It might be a little early to start making comparisons, but it's starting to feel like Mike Anderson is 'Frank Solich-ing' the Husker baseball program. Yes, I know the Huskers have never finished outside of the top 4 in Big 12 play with Anderson at the helm. Yes, I know he is the only coach in Husker history to win a game at the College World Series. Yes, I know Mike Anderson has won the Big 12 regular season twice and the conference tourney once. Yes, that 2005 season was one for the history books with 57 wins, a Husker record likely never to be equaled. Yes, the guy has an all-time record of 255-116-1 as of this year (why does 255 wins sound so familiar?). Yes, we've made the NCAA tourney every year but once in Anderson's tenure.
After all of those accolades, I'm still putting Mike Anderson on the Frank Solich watch. Why you ask?
No one has to be reminded of Frank's rapid demise after playing Miami for the National Title after the '01 season. We quickly digressed in the '02 "Seagram's" season going 7&7, sealing Solich's fate. Although there are several reasons for the demise, recruiting is chief among them. Frank's 1999 recruiting class is a good example of signing a group that, in retrospect, brought in too few contributors on the field. Now, let's get back to the baseball program.
First of all, Dave Van Horn put this program on the map. If Ford and GM instantly turn a profit in 2009, that turnaround would pale in comparison to what Van Horn did at Nebraska. He inherited a program that went 7-23 in Big 12 play in 1997 and within 2 years won the Big 12 tournament an amazing 3 consecutive years. We are well aware of the 2 consecutive CWS appearances by the Huskers in '01 and '02 and the construction of one of college baseball's best venues in Haymarket Park that followed this success.
Since then the program has become a model of consistency in the Big 12, having made the NCAA's 5 of the past 6 years. So why call out Mike Anderson now? I see this program declining in the past few years. Expectations aren't to make the CWS every year, which would be unrealistic for the northernmost team in the Big 12. But consecutive losses to Manhattan and San Francisco as a #6 national seed in 2006 is unacceptable.
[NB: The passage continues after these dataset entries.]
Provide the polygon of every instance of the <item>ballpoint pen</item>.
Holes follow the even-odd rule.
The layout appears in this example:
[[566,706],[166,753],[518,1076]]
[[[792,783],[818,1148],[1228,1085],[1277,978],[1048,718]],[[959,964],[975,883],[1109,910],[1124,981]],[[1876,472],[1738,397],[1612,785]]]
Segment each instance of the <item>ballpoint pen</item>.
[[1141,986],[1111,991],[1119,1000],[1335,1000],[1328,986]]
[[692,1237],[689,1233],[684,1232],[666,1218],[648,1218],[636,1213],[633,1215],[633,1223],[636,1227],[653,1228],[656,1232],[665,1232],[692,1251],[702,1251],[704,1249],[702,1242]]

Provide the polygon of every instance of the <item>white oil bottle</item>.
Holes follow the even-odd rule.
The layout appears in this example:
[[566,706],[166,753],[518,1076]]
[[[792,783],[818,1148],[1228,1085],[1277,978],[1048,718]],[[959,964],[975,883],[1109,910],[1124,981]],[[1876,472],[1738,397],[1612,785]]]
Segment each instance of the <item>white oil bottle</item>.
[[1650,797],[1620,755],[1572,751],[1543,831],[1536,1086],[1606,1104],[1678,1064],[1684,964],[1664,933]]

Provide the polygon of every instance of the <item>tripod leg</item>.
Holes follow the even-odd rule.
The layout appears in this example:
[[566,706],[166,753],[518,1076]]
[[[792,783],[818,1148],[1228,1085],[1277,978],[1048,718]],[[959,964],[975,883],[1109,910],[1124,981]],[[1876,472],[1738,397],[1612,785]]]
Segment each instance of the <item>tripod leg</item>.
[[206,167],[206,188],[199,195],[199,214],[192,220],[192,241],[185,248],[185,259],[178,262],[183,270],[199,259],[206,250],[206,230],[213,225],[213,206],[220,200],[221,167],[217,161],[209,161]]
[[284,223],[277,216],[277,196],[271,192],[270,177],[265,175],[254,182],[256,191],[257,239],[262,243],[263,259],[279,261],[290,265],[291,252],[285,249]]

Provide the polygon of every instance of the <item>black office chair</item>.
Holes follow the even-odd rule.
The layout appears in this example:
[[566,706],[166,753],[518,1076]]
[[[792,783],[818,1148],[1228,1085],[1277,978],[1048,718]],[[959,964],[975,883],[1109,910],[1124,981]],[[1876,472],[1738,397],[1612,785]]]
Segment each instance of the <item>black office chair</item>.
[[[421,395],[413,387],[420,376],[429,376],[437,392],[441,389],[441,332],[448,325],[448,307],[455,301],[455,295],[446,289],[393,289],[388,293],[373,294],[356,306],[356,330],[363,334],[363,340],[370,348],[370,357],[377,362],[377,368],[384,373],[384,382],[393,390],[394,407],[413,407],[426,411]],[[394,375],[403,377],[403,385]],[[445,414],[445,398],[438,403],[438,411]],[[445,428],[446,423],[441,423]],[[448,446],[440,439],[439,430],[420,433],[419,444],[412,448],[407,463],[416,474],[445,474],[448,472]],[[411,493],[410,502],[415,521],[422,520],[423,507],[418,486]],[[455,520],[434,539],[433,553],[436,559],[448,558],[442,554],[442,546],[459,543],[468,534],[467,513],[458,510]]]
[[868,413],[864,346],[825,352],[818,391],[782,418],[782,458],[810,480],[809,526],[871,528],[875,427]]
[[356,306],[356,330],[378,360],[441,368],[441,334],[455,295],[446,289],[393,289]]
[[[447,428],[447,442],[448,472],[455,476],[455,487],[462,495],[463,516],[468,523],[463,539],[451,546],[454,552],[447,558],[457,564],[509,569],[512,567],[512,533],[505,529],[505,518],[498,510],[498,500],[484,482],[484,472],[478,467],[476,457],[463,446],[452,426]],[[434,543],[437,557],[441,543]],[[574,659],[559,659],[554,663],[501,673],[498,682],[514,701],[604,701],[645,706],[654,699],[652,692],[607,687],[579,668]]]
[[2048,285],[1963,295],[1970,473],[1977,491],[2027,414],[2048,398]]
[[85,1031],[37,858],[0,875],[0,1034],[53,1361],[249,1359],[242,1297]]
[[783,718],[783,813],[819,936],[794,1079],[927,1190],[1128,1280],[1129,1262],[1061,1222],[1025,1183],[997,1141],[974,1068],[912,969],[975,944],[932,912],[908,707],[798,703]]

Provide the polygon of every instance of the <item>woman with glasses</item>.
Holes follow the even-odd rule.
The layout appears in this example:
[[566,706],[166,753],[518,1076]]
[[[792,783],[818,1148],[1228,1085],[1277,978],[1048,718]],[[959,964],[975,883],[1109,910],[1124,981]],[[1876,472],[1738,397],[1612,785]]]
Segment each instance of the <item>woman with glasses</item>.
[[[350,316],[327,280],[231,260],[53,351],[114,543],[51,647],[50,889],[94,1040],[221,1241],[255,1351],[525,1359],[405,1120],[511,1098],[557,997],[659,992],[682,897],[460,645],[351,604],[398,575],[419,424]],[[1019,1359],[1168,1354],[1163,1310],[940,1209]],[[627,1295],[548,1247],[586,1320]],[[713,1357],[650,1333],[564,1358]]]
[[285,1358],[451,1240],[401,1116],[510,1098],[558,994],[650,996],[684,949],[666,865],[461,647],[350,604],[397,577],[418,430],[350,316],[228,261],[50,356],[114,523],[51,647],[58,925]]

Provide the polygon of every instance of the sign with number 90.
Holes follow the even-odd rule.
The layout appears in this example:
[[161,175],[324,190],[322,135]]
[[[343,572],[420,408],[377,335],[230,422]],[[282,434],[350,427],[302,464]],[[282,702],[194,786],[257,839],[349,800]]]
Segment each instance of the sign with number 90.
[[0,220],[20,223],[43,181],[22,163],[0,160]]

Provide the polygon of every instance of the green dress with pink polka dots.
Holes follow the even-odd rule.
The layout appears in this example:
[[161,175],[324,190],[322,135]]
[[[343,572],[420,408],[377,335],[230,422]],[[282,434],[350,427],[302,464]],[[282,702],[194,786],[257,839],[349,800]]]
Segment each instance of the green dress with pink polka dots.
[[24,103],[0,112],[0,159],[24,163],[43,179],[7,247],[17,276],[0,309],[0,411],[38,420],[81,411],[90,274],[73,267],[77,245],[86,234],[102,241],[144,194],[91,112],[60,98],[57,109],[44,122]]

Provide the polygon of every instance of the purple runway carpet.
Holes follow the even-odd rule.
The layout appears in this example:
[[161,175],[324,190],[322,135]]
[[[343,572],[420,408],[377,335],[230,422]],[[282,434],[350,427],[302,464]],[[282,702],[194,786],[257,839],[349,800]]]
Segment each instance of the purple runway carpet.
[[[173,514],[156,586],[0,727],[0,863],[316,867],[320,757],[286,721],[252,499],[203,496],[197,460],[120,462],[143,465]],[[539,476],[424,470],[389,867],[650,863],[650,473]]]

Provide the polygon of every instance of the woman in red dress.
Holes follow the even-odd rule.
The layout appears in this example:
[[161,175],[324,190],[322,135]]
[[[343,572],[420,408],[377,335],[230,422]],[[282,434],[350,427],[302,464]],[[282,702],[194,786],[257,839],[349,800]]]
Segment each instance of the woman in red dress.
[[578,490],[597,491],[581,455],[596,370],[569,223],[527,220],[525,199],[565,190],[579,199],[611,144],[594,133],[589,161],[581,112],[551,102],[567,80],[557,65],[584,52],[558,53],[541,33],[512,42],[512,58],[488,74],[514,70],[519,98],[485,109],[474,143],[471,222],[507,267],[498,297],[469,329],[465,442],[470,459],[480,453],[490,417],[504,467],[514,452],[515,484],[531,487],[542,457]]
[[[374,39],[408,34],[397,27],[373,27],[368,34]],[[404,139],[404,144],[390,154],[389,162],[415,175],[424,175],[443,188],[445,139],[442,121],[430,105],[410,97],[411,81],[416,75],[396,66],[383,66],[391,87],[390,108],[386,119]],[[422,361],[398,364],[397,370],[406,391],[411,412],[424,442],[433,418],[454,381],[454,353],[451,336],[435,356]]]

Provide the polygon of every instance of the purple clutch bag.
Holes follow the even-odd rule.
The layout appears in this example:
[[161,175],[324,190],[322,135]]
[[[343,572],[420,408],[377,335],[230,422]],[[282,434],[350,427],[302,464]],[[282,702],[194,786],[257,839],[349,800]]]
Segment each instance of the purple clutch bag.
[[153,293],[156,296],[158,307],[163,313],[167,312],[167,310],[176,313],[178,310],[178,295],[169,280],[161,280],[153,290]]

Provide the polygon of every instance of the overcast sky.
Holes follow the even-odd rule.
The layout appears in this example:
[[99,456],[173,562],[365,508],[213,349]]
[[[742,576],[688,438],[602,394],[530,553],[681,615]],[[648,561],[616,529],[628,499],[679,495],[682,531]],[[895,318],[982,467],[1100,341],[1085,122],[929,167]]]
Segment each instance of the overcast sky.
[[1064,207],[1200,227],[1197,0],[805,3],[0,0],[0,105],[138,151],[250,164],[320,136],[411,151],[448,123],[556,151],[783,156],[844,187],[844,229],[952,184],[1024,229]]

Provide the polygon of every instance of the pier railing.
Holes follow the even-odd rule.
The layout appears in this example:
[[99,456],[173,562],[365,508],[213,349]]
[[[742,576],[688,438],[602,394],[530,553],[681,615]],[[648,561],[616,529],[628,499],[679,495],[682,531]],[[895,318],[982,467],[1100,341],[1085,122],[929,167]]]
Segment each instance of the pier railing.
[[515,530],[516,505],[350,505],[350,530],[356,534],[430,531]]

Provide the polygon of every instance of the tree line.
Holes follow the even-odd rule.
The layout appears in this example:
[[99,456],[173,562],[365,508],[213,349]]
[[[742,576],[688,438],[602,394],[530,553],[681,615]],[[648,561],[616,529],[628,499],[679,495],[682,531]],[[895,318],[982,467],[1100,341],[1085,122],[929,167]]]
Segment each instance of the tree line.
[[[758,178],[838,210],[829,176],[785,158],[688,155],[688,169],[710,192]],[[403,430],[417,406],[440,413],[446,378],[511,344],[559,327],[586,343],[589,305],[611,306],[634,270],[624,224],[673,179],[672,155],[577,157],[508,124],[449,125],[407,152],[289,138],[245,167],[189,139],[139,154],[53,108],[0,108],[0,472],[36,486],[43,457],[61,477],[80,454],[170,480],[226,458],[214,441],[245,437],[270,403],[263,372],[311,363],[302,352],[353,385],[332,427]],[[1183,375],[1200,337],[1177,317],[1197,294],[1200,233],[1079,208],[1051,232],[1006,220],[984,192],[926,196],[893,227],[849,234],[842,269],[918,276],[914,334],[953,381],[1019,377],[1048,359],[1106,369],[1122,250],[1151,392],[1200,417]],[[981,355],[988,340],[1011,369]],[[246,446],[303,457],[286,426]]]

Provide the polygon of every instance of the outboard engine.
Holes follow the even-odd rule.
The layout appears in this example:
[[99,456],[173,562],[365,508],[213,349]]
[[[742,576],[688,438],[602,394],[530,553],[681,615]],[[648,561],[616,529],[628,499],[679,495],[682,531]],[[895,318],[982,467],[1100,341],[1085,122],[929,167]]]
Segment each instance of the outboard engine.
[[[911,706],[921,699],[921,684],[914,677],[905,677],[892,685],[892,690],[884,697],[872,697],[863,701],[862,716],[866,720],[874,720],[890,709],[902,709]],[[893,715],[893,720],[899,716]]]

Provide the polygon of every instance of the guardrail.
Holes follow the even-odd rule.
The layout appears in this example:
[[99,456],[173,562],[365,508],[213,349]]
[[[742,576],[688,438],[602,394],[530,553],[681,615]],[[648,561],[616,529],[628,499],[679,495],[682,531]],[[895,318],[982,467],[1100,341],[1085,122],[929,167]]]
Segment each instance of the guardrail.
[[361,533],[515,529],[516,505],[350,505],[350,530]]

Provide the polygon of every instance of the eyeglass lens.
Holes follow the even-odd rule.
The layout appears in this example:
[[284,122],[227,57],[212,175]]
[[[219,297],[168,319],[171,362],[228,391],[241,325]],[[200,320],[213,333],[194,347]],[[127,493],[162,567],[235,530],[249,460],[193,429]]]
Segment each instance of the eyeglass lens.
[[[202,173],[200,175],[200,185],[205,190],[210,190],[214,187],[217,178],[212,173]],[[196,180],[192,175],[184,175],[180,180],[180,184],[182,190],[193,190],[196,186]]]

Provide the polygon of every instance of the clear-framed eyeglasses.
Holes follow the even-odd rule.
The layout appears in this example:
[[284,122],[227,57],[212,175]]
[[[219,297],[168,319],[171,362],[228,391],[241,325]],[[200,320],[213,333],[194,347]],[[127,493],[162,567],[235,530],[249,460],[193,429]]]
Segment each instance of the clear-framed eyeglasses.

The problem in the past few years for Anderson is the lack consistent hitting. Since the Huskers hit .310 as a team in '06, the overall batting average has sunk to .288 in '07 and .276 last year. By comparison, Van Horn's teams went .338, .325, .334, and .314 in his final four years. If you can't hit .300 as a team, history is not on your side. If Anderson can't get guys to hit, it could be a long wait for another Big 12 title. This year's group looks poised for another sub-.300 season, with little early indications of a team that has the ability to make the NCAAs.
In the '05 season, the team barely hit over .300, but posted an insane 2.69 team ERA, the first sub-3.00 ERA in at least a decade which lead to a 57 win season. Joba Chamberlain, Johnny Dorn, and Brian Duensing lead that team with their arms and had Alex Gordon hitting .372. I can only hope we can lean on home grown Nebraska talent like that in the future, although that could be a once in a generation phenomenon. But since then, the team ERA has ballooned to over 4.00, not a bad number if you have some big bats, a luxury the Husker team has not had since the Van Horn days.
I get that it's always going to be hard to get guys to come play in Lincoln. At best you are hoping for about 6 months a year you can even play outdoors and for pitchers throwing in Lincoln anytime before April, you have injury risks. That said, look at the field and the fan support. Rivals ranks Hawks Field as one of the top 10 venues in college baseball, along with powerhouses Texas, Rice, Florida State, and Arkansas. Nebraska should own recruiting in this region with no competition from bordering states such as Iowa and Colorado and a Big 10 conference that's worse than the Sun Belt in the sport. This is where Anderson has followed Solich's lead of poor results in recent recruiting efforts.
Recruiting in college baseball is tricky with the future plans of top players dependent upon the MLB draft, but still, we have to get some better talent. Last year's group was ranked an abysmal 91st by Collegiate Baseball Newspaper, behind powerhouses like Manhattan and San Francisco. Iowa was ranked ahead of us. Anyone know what the average attendance is at Iowa baseball games? I'm guessing 275 a game. We had 3,300 come out for a Wednesday game in late February against North Dakota. Last May, over 7,600 showed for a May series with A&M. How can you not recruit with that kind of fan support? Recruiting matters in more than just football.
As of March 1, Anderson and the Huskers are sitting at 5-3-1 on the season. Not so impressive when you consider wins against Louisiana-Lafayette, North Dakota, Missouri State, and Sam Houston State as well as losses to St. Mary's, Louisiana-Lafayette, and Missouri State. After being predicted to finish 7th out of 10 teams in the Big 12 this season, it is definitely going to be an uphill battle to even make it into the NCAA postseason. Ouch. So, yes it's early, but I'm going out on a limb and predicting Mike Anderson will be coaching at a MAC school near you by 2012. Does Ohio U. have a baseball baseball program? Yep.